Minimum detectable effect size for main outcomes (accounting for sample
design and clustering)
To conduct our audit study with adequate power to detect effects with 95% confidence based on the approximate point estimates in the existing literature (including Darolia et al., 2014 and Deming et al., 2016) we aim to send at least 6,000 resumes. Our power calculations use the following parameters: based on prior audit studies, we assume a baseline callback rate of 8% and aim to detect differences of 3-4 percentage points between degree types, with a power of 0.80 and a significance level of 0.05 (using Bonferroni correction for multiple comparisons between the three-degree types). For our proposed study, detecting a minimum effect size of 4 percentage points would require applying to 2,278 different job openings– with AA, CCBA, and traditional BA resumes – for a total of 6,834 applications.
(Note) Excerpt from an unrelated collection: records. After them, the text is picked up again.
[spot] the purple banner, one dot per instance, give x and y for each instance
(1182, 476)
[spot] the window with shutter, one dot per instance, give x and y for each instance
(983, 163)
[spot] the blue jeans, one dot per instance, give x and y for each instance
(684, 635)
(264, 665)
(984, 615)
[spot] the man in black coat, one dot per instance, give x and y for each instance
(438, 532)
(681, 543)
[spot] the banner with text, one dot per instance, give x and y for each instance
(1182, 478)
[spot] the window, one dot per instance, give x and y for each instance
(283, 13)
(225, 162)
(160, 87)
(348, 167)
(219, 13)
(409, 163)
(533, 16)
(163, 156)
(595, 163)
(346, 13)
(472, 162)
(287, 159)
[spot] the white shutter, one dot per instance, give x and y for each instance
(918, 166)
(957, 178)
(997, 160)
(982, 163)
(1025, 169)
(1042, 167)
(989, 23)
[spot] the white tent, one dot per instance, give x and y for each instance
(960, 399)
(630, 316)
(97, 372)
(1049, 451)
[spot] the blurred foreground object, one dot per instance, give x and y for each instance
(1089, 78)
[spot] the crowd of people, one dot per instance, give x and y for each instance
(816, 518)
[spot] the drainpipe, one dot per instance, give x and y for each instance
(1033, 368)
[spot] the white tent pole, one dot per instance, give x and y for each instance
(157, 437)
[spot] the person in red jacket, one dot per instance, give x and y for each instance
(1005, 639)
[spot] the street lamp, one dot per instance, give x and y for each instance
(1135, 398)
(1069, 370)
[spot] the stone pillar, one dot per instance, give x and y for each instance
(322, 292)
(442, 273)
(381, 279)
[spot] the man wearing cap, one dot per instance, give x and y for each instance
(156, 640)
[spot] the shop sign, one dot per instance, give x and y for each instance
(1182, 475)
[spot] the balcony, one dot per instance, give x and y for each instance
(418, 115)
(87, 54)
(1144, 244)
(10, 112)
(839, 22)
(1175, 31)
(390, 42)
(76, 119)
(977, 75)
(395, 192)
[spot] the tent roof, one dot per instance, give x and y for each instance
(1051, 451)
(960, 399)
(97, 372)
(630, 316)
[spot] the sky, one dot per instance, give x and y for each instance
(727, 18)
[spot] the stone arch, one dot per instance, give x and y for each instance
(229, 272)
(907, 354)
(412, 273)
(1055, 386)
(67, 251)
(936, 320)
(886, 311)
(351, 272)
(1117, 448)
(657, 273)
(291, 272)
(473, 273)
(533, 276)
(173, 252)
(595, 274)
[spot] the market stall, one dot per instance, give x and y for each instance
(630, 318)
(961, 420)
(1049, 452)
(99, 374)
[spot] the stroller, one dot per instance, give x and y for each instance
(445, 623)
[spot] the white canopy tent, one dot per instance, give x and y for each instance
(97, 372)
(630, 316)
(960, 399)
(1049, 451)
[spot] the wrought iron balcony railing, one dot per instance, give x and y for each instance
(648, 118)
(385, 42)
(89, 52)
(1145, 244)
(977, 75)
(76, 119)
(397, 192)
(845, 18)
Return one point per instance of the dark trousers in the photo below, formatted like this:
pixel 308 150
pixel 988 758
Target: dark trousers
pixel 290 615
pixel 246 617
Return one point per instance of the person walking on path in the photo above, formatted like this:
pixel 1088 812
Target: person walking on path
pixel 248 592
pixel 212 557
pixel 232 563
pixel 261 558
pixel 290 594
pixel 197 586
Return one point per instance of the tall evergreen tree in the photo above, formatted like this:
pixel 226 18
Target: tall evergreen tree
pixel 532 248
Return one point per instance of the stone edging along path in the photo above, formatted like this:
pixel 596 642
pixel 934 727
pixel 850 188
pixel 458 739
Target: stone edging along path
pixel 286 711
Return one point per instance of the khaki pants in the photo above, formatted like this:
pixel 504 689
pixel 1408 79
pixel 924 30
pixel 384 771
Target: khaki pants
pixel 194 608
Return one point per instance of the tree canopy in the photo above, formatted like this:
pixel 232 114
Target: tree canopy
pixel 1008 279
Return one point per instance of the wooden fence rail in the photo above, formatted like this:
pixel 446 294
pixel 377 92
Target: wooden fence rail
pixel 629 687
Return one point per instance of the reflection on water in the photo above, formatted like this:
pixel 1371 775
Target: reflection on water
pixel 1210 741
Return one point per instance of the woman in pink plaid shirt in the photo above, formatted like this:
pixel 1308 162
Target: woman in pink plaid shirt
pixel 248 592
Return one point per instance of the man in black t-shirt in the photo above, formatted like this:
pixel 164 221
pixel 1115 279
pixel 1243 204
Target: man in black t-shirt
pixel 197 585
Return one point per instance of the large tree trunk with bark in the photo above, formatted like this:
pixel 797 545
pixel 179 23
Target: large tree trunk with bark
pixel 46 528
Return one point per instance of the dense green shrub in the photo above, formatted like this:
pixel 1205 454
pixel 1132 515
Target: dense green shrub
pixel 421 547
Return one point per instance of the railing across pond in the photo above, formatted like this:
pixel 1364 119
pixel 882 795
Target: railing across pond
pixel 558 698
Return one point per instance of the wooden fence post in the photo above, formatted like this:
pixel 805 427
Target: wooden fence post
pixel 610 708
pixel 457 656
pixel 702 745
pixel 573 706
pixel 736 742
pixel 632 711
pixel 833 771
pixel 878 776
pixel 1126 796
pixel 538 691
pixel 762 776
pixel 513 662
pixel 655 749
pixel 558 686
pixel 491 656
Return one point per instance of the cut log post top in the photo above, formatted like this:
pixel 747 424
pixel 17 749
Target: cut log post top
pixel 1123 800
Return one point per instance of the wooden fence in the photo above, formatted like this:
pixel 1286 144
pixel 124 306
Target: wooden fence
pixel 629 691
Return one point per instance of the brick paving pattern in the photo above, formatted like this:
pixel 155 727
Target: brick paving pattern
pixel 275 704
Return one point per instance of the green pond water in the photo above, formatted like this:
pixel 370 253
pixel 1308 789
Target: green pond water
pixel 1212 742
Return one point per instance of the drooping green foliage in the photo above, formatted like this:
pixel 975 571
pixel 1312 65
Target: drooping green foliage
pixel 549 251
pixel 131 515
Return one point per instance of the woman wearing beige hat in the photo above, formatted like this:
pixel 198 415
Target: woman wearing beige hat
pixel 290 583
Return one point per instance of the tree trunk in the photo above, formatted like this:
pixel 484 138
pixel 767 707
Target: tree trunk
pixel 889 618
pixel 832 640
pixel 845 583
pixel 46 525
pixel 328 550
To detect a smaller effect size of 3 percentage points while maintaining 80% power, these sample sizes would need to increase by approximately 78%, requiring 4,054 applications per degree type and 12,162 applications total. Note that detecting differences in callback rates across degrees is the focus of this pilot, but that we will also randomize perceived race and ethnicity (Black, Hispanic, and White) across resume submissions. Race-ethnicity by degree interaction effects will be detectable at a slightly higher level given the proposed number of resumes submitted. The final number of applications sent will be constrained by the number of available job openings, but given these power calculations we aim to send a minimum of 6,000 resumes across the two states.